Sollte die Staatsanwaltschaft zu dem Ergebnis kommen, an ihrer Forderung nach einer Revision festzuhalten, muss der 3. Strafsenat des Bundesgerichtshofes in Karlsruhe entscheiden. Damit eine Revision dort Erfolg hat, muss die Staatsanwaltschaft dem Vorsitzenden Richter Frank Rosenow Verfahrensfehler nachweisen. Die Revision hatte sich bereits vor der Urteilsverkündung angedeutet. Oberstaatsanwalt Clemens Eimterbäumer hatte in seinem Plädoyer betont, das Gericht habe nicht alle vorliegenden Zeugen und Beweise ausreichend gewürdigt.
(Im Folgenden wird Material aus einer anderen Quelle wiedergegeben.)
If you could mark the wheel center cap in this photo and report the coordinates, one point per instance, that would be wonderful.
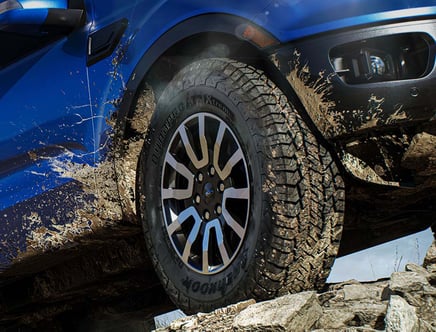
(208, 191)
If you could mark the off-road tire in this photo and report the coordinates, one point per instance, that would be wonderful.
(296, 194)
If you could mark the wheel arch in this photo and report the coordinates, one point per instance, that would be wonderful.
(211, 35)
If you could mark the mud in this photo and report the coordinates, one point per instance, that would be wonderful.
(361, 170)
(315, 97)
(108, 196)
(315, 92)
(127, 157)
(421, 155)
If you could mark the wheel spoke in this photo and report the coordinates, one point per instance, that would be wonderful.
(176, 193)
(191, 239)
(203, 218)
(215, 224)
(242, 193)
(234, 159)
(178, 220)
(203, 143)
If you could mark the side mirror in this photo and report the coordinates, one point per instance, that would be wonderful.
(15, 18)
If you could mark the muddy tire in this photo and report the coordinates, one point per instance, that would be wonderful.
(236, 196)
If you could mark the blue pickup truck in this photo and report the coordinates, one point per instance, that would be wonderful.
(252, 141)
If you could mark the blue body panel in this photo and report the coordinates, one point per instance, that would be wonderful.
(55, 107)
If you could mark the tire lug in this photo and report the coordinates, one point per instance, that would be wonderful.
(197, 199)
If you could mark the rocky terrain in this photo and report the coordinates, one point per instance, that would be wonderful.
(404, 302)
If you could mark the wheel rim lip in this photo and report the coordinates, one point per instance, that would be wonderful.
(212, 269)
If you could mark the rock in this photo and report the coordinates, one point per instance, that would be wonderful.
(406, 302)
(407, 282)
(401, 317)
(410, 267)
(430, 258)
(294, 312)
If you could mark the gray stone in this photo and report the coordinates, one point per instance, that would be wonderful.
(401, 316)
(410, 267)
(407, 282)
(430, 258)
(294, 312)
(360, 292)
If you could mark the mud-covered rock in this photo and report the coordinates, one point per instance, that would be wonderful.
(405, 302)
(293, 312)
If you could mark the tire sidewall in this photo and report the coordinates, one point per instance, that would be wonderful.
(233, 282)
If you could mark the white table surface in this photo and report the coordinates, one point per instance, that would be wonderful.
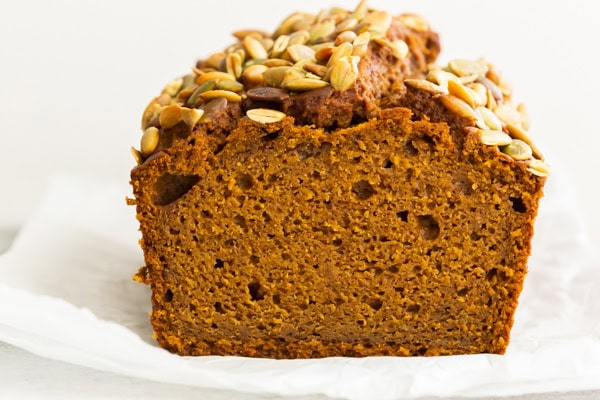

Rosenow gilt in Justizkreisen als akribisch arbeitender Richter, der in seinen Urteilsbegründungen eine detailreiche und nachvollziehbare Argumentation liefert. Er selbst hatte im Lauf des dreieinhalbmonatigen Verfahrens erklärt, ein Urteil, welches Bestand haben kann, sei sein Ziel. Sollte der Bundesgerichtshof Fehler im Verfahren feststellen, muss das Verfahren neu aufgerollt werden.

Wulff war Ende Februar vom Landgericht Hannover freigesprochen worden. Die Staatsanwaltschaft hatte ihm zur Last gelegt, als niedersächsischer Ministerpräsident Vorteile im Amt angenommen zu haben. Es ging um rund 720 Euro Hotel- und Bewirtungskosten. Von Groenewold hatte er sich 2008 zu einem Oktoberfestbesuch einladen lassen und später für ein Projekt Groenewolds bei Siemens geworben.